PH’s real trade and investment story | Inquirer Opinion

PH’s real trade and investment story

/ 05:01 AM April 01, 2023

When in doubt, look at the numbers. It is easy to make pronouncements and press releases, but at the end of the day, what matters is the hard data to back these claims.

For example, during President Marcos’ state visit to China in January this year, much was made out of Chinese businessmen’s pledges to invest a total of $22.8 billion in the Philippines. This amount, they said, would be divided into $1.72 billion for agribusiness, $13.76 billion for renewable energy, and another $7.32 billion for strategic monitoring, which includes electric vehicles and mineral processing.Still, pledges are exactly that—promises to do something in the future. To make a pledge is one thing, but to deliver is another. We look forward to the day when such commitments materialize.


There is also a common notion that China is our top trading partner. This is partly—only partly—true.

China, indeed, is our top import market. According to full-year 2022 data from the Philippine Statistics Authority (PSA), our imports to China amounted to $28.2 billion, accounting for 20.6 percent of our total imports. Other top import sources were Indonesia (9.6 percent), Japan (9.0 percent), South Korea (9.0 percent), and the United States (6.5 percent).


When it comes to exports, however, China is only our third-largest export market. Last year, we exported goods in the amount of $10.97 billion to China, representing 13.9 percent of our total exports.

Our biggest export market was in fact the United States, with exports valued at $12.34 billion or 15.7 percent of the total, followed by Japan, with $11.13 billion or 14.1 percent of the total.

Trade is a two-way street, and it is more accurate to look at net trade instead of just absolute figures. Thus, if we look at the totality of exports and imports between the Philippines and China, the picture that would emerge is one of a trade deficit: We buy from China more than we sell to it. It is China that gains more from our bilateral trade.
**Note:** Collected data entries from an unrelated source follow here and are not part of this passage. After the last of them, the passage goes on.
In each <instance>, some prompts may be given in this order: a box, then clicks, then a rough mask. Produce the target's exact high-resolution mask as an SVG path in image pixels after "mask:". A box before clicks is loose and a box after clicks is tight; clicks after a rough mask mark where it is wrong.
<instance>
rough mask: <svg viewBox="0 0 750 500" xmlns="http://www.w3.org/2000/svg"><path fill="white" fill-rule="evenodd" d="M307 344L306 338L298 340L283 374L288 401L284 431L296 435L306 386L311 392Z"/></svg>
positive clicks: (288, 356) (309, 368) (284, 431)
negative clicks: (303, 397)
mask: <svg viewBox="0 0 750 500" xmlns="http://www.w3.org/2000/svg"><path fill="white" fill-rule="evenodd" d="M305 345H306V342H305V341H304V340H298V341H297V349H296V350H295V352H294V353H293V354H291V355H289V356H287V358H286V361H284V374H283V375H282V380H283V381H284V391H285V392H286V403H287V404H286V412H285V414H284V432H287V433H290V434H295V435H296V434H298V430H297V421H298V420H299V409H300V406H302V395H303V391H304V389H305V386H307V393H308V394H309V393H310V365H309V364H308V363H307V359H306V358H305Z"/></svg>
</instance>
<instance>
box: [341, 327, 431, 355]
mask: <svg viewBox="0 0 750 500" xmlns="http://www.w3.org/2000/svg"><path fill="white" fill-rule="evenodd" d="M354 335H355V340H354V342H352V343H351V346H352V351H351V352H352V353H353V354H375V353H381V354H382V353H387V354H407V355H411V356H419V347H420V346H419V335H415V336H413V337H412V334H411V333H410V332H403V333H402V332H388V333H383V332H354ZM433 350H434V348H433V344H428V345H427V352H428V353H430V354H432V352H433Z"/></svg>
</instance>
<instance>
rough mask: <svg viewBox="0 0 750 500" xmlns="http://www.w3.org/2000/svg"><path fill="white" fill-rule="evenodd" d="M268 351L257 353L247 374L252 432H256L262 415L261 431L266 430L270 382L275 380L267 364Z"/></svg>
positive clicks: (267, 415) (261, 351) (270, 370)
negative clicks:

The figures for January 2023 reflected a similar trend. China remained our largest import source, with goods valued at $2.32 billion, representing 21.1 percent of our total imports for the month.

On the other hand, Japan emerged as our top export market in January. It accounted for 16.6 percent of our total exports valued at $866.25 million. Other top export partners were the United States (14.1 percent of the total), China (12.7 percent), Hong Kong (10.1 percent), and Singapore (6.1 percent).

Official data on foreign direct investments also tell an interesting story.

According to the Bangko Sentral, the December 2022 net inflows of foreign direct investment (FDI) amounted to $634 million, representing a decrease of 76.2 percent year-on-year. The substantial drop is attributed to the base effect of significantly large net placements of equity capital in December 2021. The bulk of the December 2022 placements came from Singapore, Germany, and Japan—mostly directed to the manufacturing and real estate industries.


For the full year 2022, inflows amounted to $9.2 billion—a contraction of 23.2 percent from the $12 billion recorded in fiscal year 2021. The full year’s dismal numbers were attributed to the prolonged global slowdown and high inflation, which greatly affected the decisions of investors. For this period, investments came in from Japan, Singapore, and the US, and were channeled to manufacturing, real estate, and financial and insurance activities.

Moving forward, there are other approved investment commitments that have yet to materialize. According to the PSA, approved foreign investments for the fourth quarter of 2022 amounted to P173.61 billion—a 30.1 percent increase from the value of commitments in the same period in 2021. Of the total commitments, Singapore made 64.2 percent; Japan, 21.5 percent; and the United Kingdom, 5.9 percent.

We are confident that these commitments will become tangible investments, especially since the countries that made them are trusted and valued partners. Specifically, we acknowledge our top export partners—the United States, Japan, and Singapore—as big markets for Philippine-made goods. We should work doubly hard to encourage FDIs from these same countries. The effects would be mutually beneficial.

The benefits of trade and the entry of foreign investments, especially in productive sectors, cannot be overemphasized. These will invigorate our economy, provide much-needed infrastructure, create opportunities for a thriving labor market, and enable our people to generate higher incomes and improve their quality of life. The Marcos administration should focus its efforts on trade and investment partners that are true to their word, and that are willing to invest in priority industries that would power our growth and development.


Dindo Manhit is founder and CEO of the Stratbase Group.